A related technique, range gate pull-off, is effective against many more modern track-while-scan radars. These radars use a range gate to track targets, filtering out all signals that are more than slightly different from the last position of the target, and adjusting the gate with each scan to maintain the track. An airplane attempting to pull off a range gate uses a transponder very similar to a blip enhancer to re-transmit a stronger version of the incoming radar signal. Initially, the resulting echo is within the range gate on the airplane, but over time, an increasing delay is set between the arrival of the signal and the transponder's echo. The range gate follows the stronger signal, allowing the aircraft to slip out and break the lock. A similar technique, velocity gate pull-off, uses a signal shifted in frequency instead of time against Doppler radars.6

An AGM-88 High-speed Anti-Radiation Missile (HARM) under the wing of an F/A-18C

The last area traditionally under the purview of ECM is physical attacks directed specifically at electronic systems. The most common of these is the anti-radiation missile, a group of weapons designed to home in on radar sites and other transmitters. These originated during the Vietnam War, when the US needed a way to destroy enemy SAM radars, and developed missiles that would track them down and destroy them. The USN equipped their normal fighters with ARMs, while the USAF created special squadrons known as Wild Weasels for the job. Early ARMs would go blind if the target radar was shut down, but modern versions have various means of compensating for this. Some remember the location of the radar and continue to seek in on it, while others deploy parachutes and wait for the radar to come back on. A similar technique is sometimes used to counter jamming by homing in on the ship or airplane emitting the jamming signal.

ECM is a weird and fascinating world, and I've only scratched the surface. But the development of these countermeasures was immediately matched by the development of counter-countermeasures, which I will discuss next time.

1 The strength of a returned radar signal is inversely proportional to the fourth power of range, while that of a jammer obeys the inverse square law, so totally blocking a radar is usually not feasible, and at some point the radar will burn through the jamming and be able to see targets close in.

2 Early spot jammers had only very limited tuning capability, requiring a great number for effective use, such as those countering German guided bombs.

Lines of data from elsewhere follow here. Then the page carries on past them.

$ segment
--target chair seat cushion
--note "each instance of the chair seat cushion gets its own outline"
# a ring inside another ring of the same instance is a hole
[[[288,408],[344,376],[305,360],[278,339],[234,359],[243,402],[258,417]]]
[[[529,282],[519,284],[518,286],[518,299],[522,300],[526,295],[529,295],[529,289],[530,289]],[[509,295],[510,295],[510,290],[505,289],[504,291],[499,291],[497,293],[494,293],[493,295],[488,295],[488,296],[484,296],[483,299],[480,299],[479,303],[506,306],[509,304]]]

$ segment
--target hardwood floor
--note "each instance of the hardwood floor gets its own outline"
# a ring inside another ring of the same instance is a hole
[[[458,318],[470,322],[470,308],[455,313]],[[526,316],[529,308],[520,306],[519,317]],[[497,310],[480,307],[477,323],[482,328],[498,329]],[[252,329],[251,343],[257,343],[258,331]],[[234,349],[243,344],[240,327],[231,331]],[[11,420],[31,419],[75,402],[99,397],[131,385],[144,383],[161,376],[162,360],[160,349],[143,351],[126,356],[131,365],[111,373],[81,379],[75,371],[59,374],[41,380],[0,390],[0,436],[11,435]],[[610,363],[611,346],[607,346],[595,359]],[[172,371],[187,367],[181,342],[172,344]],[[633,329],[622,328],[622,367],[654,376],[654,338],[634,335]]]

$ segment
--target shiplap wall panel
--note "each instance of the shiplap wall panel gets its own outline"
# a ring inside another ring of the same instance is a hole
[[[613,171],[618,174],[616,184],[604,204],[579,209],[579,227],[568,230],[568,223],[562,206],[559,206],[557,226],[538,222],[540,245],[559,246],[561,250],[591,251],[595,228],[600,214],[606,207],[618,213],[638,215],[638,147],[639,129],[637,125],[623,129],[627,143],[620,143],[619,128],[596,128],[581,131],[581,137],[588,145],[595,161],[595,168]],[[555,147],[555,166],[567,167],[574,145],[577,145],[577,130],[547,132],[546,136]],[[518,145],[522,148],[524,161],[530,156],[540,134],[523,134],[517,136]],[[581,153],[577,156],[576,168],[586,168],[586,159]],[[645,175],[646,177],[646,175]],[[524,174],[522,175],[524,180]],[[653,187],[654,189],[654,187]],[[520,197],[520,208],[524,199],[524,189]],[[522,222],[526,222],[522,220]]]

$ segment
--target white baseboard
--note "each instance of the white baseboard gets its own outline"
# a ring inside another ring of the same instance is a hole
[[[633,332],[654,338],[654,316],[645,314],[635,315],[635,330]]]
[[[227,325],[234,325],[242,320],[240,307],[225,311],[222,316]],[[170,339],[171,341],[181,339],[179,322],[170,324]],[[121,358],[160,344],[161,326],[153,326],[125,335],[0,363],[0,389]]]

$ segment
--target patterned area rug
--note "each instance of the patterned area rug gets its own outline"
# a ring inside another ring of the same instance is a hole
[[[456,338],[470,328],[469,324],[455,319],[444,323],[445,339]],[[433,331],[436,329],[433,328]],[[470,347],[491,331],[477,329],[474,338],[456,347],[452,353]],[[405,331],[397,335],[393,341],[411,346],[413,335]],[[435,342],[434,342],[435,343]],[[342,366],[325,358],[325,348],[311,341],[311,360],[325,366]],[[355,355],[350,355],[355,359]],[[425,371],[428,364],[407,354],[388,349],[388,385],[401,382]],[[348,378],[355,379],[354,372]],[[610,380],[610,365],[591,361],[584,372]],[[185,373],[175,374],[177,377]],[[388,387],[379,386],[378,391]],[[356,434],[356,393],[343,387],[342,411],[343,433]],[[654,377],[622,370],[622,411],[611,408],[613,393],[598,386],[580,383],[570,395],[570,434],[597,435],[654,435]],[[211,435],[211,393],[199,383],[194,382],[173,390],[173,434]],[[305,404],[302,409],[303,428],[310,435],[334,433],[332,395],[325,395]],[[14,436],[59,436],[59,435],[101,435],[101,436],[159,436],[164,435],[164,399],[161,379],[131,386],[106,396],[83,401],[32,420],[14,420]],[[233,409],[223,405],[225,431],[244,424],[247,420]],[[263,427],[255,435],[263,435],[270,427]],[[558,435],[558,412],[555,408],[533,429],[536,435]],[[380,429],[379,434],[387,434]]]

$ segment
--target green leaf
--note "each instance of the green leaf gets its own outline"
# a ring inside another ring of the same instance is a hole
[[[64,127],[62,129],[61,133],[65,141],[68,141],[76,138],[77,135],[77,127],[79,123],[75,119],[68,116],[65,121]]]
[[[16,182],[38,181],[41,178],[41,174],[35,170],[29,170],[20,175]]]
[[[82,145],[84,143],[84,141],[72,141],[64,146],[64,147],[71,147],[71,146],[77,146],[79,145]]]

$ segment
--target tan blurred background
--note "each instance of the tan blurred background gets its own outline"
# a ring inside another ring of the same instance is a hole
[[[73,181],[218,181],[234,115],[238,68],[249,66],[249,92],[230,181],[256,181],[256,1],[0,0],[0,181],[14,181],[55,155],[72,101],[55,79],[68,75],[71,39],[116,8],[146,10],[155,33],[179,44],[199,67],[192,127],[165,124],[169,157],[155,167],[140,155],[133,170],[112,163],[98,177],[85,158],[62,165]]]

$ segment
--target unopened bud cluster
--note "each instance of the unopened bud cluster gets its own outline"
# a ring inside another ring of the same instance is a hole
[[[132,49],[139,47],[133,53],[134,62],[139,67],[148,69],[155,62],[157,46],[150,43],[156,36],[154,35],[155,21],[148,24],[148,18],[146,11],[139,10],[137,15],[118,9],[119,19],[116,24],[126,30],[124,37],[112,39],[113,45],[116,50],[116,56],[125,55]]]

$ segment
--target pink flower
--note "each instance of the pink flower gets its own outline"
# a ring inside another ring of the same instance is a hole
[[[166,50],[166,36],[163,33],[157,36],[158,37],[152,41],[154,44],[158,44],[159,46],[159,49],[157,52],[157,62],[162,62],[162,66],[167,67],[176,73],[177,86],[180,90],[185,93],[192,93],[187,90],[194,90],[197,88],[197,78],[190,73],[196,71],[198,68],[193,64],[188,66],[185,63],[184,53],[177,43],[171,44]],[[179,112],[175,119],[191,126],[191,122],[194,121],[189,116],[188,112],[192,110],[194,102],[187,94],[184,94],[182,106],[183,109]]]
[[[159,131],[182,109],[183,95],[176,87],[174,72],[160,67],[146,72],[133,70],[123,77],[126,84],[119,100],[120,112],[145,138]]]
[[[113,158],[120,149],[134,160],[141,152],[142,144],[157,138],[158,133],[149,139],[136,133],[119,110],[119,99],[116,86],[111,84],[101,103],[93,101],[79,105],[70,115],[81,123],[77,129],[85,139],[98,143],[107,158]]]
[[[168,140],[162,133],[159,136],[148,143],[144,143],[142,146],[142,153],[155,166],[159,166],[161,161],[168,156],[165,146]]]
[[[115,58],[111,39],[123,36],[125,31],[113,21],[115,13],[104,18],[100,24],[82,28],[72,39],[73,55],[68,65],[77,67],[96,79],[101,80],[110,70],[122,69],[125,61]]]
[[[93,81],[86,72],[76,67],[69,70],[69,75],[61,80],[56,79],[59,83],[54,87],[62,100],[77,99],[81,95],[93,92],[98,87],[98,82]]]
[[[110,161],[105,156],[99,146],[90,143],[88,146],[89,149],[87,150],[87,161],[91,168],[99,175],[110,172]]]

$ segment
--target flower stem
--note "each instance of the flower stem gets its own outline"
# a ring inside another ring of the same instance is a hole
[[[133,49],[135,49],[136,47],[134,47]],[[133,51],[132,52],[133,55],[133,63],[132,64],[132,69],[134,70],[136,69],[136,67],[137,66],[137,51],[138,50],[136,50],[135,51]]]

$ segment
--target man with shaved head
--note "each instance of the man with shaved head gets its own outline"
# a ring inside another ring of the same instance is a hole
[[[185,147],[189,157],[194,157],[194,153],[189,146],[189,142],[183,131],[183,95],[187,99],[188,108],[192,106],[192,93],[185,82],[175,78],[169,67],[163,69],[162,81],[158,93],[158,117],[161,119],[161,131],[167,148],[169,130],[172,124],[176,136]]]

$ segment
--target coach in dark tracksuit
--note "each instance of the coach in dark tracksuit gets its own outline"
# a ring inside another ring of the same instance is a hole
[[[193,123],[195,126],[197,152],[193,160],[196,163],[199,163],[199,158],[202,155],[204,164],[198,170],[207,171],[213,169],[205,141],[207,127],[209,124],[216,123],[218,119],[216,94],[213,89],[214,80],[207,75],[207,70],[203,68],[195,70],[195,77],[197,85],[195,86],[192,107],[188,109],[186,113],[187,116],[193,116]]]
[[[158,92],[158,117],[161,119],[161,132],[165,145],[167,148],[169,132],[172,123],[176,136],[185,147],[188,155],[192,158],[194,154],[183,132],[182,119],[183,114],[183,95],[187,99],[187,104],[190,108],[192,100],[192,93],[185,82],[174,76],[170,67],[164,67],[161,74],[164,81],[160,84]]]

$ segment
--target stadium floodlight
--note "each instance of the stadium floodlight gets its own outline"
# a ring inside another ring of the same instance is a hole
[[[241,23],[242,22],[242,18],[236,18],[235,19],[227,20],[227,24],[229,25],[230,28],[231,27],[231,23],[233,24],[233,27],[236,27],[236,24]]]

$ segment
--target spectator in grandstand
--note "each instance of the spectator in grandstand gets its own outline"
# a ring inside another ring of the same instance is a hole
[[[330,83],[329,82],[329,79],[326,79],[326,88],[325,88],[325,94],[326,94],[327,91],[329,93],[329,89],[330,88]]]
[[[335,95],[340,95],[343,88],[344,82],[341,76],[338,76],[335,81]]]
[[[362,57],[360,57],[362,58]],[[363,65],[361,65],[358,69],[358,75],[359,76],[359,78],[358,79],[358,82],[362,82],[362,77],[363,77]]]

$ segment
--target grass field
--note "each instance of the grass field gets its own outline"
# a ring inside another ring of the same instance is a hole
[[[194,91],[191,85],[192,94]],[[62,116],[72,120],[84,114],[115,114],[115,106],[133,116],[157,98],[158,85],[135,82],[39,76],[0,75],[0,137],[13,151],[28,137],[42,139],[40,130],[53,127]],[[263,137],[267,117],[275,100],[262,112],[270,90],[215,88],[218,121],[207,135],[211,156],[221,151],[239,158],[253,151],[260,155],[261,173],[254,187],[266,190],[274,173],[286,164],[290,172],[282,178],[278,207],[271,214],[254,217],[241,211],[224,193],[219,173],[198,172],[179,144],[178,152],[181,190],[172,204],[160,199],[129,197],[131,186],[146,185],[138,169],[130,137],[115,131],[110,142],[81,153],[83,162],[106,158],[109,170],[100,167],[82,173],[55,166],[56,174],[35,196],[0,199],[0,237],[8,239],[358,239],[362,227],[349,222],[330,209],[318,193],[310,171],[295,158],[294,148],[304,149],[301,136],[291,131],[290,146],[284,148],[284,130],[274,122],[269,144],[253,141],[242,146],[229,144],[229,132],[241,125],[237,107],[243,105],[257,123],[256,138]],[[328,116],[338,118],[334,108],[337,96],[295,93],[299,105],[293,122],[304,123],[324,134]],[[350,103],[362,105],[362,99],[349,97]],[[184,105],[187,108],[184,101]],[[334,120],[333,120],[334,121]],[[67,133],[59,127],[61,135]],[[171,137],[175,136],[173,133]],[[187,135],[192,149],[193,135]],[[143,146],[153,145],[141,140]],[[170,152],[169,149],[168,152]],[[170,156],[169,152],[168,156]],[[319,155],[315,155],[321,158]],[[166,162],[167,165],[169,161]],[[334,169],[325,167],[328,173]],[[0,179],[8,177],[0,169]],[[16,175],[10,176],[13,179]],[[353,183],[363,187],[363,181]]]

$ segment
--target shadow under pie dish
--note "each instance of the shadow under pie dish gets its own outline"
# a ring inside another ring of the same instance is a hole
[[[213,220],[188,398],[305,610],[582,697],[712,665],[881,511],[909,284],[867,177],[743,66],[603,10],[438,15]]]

Later, a type of tube known as the carcinotron was developed which could vary its frequency across a wide band.

3 So named because a scientist, told that the code-name must bear no relation to the device, looked around and said "Why not call it window?"

4 Unfortunately for Bomber Command, the Germans rapidly developed new tactics which greatly reduced the effectiveness of Window, focusing on steering the pilots into the bomber stream and letting them find their own targets.

5 Author's photo.

6 Doppler radars use the Doppler effect, the change in frequency of the reflected signal due to the velocity of the target, to measure the target's velocity and discard stationary targets.


  1. December 23, 2018doctorpat said...

    One of the advantages of a stealth aircraft (or ship I suppose) is that because the reflected signals are much weaker, it it possible to manipulate the signal with a much smaller energy output.

    So your angle gate and range gate trickery can work without the aircraft having to broadcast a strong signal, which clearly would have its own risks, dangers and expenses.

  2. December 23, 2018bean said...

    While that's true, I'm not sure how applicable it is. The power necessary for that kind of deception jamming isn't that high, simply because there's a lot of space and not a lot of plane, so the amount of energy hitting the plane isn't large. By the era where stealth becomes an actual thing, that kind of deception jamming is a lot less common. And by the time you're in a position to use deception jamming, avoiding active emissions usually isn't that big of a concern, because the enemy already has you.